Alert Numbness – How Do You Cope?
When you get that shiny new monitoring software set up, often the first few steps you’ll take include setting up new alerts. "Let the system watch things and let me know how it’s going…" is the thought.
This is great, but you can quickly be faced with a stead flow of alerts, both informational and critical. Of course the general alert volume may be from informational alerts – but you don’t want to miss any. The first step? Set up a rule that funnels the alerts off into a folder for review and monitoring.
Now you’re monitoring the monitor folder. Ugh. This gets old pretty quickly. It gets to the point where you’re no longer monitoring alerts because there’s so much "noise" in the queue. It’s nearly impossible to get useful information, it’s times to re-evaluate how you’re doing this.
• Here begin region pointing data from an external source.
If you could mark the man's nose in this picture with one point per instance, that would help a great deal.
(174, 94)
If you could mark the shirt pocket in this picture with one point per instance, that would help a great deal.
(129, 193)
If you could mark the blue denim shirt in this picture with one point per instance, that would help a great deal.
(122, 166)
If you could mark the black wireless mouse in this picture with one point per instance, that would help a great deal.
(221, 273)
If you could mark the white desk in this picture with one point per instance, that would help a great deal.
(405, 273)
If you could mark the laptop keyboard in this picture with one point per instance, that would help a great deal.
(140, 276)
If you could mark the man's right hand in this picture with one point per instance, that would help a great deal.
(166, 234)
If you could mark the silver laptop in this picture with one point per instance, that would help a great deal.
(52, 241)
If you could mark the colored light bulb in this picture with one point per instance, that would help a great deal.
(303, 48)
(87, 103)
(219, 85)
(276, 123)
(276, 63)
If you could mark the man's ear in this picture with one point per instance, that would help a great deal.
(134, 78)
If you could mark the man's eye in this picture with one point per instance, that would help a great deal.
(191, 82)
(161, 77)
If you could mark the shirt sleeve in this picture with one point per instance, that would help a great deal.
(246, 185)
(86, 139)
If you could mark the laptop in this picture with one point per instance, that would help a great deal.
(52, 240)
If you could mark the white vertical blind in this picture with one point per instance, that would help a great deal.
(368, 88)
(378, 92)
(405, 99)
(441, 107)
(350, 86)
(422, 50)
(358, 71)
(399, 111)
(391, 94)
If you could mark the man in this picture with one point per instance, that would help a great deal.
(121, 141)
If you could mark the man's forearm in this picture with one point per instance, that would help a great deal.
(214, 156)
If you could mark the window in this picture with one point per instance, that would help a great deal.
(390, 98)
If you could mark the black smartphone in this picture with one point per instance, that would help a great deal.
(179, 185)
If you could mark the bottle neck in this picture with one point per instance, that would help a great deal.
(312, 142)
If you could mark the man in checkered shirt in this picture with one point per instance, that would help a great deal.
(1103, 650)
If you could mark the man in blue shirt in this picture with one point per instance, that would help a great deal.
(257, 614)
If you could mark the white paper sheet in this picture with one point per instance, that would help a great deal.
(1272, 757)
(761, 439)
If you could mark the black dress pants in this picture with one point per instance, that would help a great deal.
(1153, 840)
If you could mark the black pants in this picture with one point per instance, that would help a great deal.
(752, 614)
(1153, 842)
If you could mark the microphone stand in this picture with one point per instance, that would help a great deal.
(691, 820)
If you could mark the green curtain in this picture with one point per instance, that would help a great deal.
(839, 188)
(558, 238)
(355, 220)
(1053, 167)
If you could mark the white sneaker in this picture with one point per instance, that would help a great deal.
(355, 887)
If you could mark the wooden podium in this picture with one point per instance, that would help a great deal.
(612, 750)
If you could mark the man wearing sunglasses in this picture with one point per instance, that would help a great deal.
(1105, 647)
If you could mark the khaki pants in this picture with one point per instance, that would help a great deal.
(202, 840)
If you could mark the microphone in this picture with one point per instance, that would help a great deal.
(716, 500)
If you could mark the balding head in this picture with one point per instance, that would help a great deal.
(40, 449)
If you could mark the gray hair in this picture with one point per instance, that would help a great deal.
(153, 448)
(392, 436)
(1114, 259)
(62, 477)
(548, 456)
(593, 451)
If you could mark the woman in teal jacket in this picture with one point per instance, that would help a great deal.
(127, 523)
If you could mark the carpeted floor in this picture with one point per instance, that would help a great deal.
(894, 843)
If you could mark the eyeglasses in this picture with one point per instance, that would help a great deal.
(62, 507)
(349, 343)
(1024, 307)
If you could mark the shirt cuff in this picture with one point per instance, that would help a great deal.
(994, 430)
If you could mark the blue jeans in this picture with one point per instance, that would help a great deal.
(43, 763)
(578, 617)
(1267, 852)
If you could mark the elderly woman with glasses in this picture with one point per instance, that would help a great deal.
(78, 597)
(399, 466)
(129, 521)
First, you want to avoid alert numbness. You do this by trimming alerts to things that require attention. In management, it’s sometimes called "managing by exception." You want to know when something really needs to be addressed, corrected, reviewed or some other action needs to be taken.
Kevin Kline was the presenter and he mentioned that he sometimes turns off the notification that backups completed successfully. This takes it out of the logs so you don’t have to stare at the constant message that "everything is ok." The same is true for the alerts. You’ll want to avoid "everything’s fine, nothing to see here" type alerts. Focus instead on failures. The "All Clear" alerts are great comfort but you’ll quickly grow tired of them. If you have them now, make sure you go through your alerts before you clean things up. Make sure you’ve seen what you need to see to this point, then you can start working through what you really want to be notified of going forward.
If you’re interested, that webinar, which is free for all to attend, is available here on-demand for a week.
Second, make sure you have truly critical items alerting, that you have evidence-style information gathered and logged (what happened? is an easier question to answer if you have logs in place and can look for blocking or other issues you may be working through). Make sure you have a system in place that will send you meaningful information about what’s happening and provide the tools to understand what is going on. This way, when you get a notification that a job failed, you can investigate, look at the situation with a full view and figure out what is needed.
So – make sure you trim your alerts to "need to know" type information and make sure you are gathering up the right bits of information along the way. There are some great tools out there that help in this area – you don’t have to go it alone. Monitoring, alerting and even suggested solutions are all available.